Osmond Studios
- Industry: Television and Audio Production
- Founded: 1977; 48 years ago
- Fate: Sold
- Headquarters: Orem, Utah, United States

= Osmond Studios =

Utah recording facility

Osmond Studios (known as the Osmond Entertainment Center) was a television and audio recording production studio built in Orem, Utah by The Osmonds in 1977. It housed the Osmond's production company, Osmond Productions. The studio was where many of the Donny & Marie television series and The Osmond Family Show, were produced.

The studio was located at 777 N Palisades Drive in Orem, Utah. The 91,000-square foot complex offered a 17,800 two-story office area and two major production studios with a combined 21,300 square feet of space. A mobile ice-skating rink was incorporated for presenting a weekly ice-skating number. The main production floor had sectional seating for 280 audience members. Facilities of the studios included a 5,000 square foot rehearsal hall connected to a state-of-the-art 24-track recording studio, which was able to accommodate a full-size symphony orchestra. There were nine dressing rooms, makeup room, wardrobe and fitting room, audio and video control booths, still-photo studio and photo lab, lighting department and set design shops, scenery storage areas, electrical shops, reception area and lounges. Principal architect for the project was J. Shirl Cornwall of Cornwall Associates, Pasadena.

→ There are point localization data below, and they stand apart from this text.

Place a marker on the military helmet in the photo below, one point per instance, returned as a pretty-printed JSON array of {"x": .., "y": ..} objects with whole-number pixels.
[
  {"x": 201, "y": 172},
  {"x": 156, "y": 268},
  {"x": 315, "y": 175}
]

The first major production at the studio was the Donny & Marie variety TV series, which relocated from Los Angeles to the new Osmond facility in 1977 for what would be its final season. In 1981, the "Osmond Family Christmas Festival" was held at the studios as an event for families during Christmas featuring ice skating, drinking hot chocolate or cider, and visiting with Santa Claus. The in-studio ice-skating rink was moved to the parking lot for the occasion.

The Osmonds sold the studio in 1989 to Ventura Entertainment Group when it was no longer feasible to continue operating it.

James "Jimmy" Osmond later purchased the studio buildings back and refurbished them. For a while it housed the main offices of the Osmond Real Estate company until 1993, when it moved to a different location. Currently, the building is being used by Cirque Lodge as a private alcohol and drug abuse rehab center.